I don’t know about you, but the world seems to be getting pretty (insert your favorite colorful word here) intense. While I like to stay informed, I also like to laugh to deal with stress. And, I need some chuckles these days.

Today, the wonderful Renee Roman is here to help us laugh with an embarrassing story. Also, Renee is giving away 1 ecopy of Bonded Love. Below the guest post, you’ll find more details about the giveaway.

Take it away, Renee.

Letting Go (And Paying the Price) 

I’ve never been graceful. Whether due to some inherent propensity of crappy balance, or an ear issue, or just plain old klutziness who’s to say. There are times when I think I’ve mastered the “lightness” on my feet, only to find myself on my back, looking at the sky. It’s my “thing,” and I learned at an early age there’s no getting around it. Now, don’t get me wrong, there are things I do quite well on my feet. My biggest accomplishment is dancing. I can hear music’s beat and rhythm. Specifically, I was shocked to find I’m good at line dancing, once I learn the step sequence. (Though that’s another whole discussion entirely.) Believe it or not, a dance floor is the one place I’ve never fallen (yet).

And although I’ve outgrown being embarrassed for things I do or say or happens, there’s a memory from my childhood that has stayed with me through the decades. It’s the one I’m going to share with you.

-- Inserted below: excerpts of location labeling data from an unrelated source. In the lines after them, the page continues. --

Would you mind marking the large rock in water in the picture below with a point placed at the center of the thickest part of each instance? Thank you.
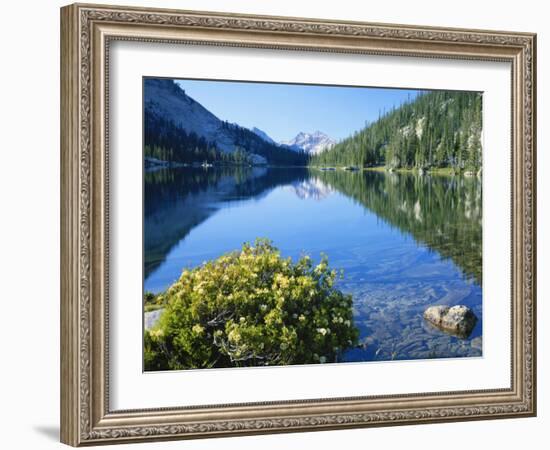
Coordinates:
(458, 320)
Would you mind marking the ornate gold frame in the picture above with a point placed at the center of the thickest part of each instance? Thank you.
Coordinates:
(86, 31)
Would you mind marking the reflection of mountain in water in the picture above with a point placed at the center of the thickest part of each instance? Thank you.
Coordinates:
(444, 213)
(312, 188)
(178, 200)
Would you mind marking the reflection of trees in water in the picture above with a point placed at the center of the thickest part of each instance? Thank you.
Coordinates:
(177, 200)
(444, 213)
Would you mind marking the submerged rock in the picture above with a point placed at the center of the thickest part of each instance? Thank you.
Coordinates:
(458, 320)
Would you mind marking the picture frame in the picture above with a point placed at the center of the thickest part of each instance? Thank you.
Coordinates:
(87, 33)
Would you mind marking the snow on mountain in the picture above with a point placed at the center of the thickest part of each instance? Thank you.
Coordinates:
(312, 143)
(263, 135)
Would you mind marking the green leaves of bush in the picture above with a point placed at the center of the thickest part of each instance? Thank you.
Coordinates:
(252, 308)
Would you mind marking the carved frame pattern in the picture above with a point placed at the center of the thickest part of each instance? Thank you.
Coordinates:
(86, 33)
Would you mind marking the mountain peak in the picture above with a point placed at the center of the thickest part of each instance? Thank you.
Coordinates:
(312, 143)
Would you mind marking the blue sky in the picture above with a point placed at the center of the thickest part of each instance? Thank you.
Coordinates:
(283, 110)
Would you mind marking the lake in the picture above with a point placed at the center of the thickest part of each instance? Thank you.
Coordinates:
(403, 241)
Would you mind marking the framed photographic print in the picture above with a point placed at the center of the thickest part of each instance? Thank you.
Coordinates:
(276, 224)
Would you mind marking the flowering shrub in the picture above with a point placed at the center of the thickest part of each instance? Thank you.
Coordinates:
(251, 308)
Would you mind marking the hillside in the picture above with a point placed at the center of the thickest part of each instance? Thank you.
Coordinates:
(436, 129)
(179, 129)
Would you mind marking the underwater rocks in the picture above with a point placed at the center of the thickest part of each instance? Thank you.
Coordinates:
(458, 320)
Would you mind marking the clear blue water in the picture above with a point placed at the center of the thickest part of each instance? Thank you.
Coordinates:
(404, 242)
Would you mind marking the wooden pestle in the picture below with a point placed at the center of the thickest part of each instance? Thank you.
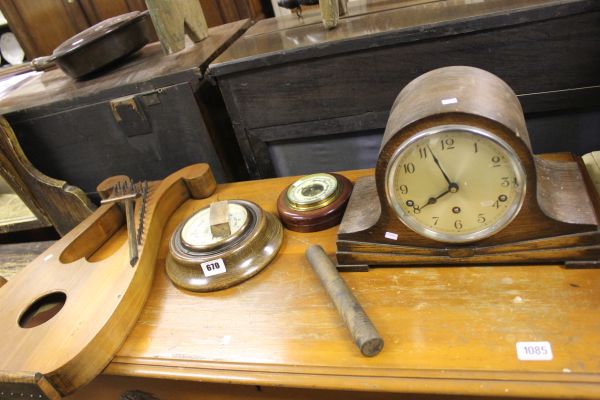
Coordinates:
(358, 323)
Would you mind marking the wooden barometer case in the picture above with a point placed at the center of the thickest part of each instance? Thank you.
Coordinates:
(456, 183)
(222, 245)
(314, 202)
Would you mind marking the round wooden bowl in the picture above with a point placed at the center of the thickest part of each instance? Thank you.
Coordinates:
(316, 219)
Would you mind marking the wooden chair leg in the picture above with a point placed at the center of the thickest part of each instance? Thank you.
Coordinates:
(343, 6)
(330, 13)
(173, 19)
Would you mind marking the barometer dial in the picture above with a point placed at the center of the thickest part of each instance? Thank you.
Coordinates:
(196, 232)
(312, 191)
(455, 183)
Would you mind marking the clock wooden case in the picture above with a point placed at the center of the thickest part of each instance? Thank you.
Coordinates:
(554, 218)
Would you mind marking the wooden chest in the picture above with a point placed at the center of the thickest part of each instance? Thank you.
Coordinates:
(148, 117)
(303, 99)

Picture a chubby young girl about seven years old, stuffed into a uniform I hate and always having to sit in the front of the class because of the first letter of my last name. School always bored me, and I counted the minutes until the bell rang, releasing me from the prison of forced smiles and tolerating my classmates. Yes, even early on I never understood why others couldn’t just do their homework and get it over with.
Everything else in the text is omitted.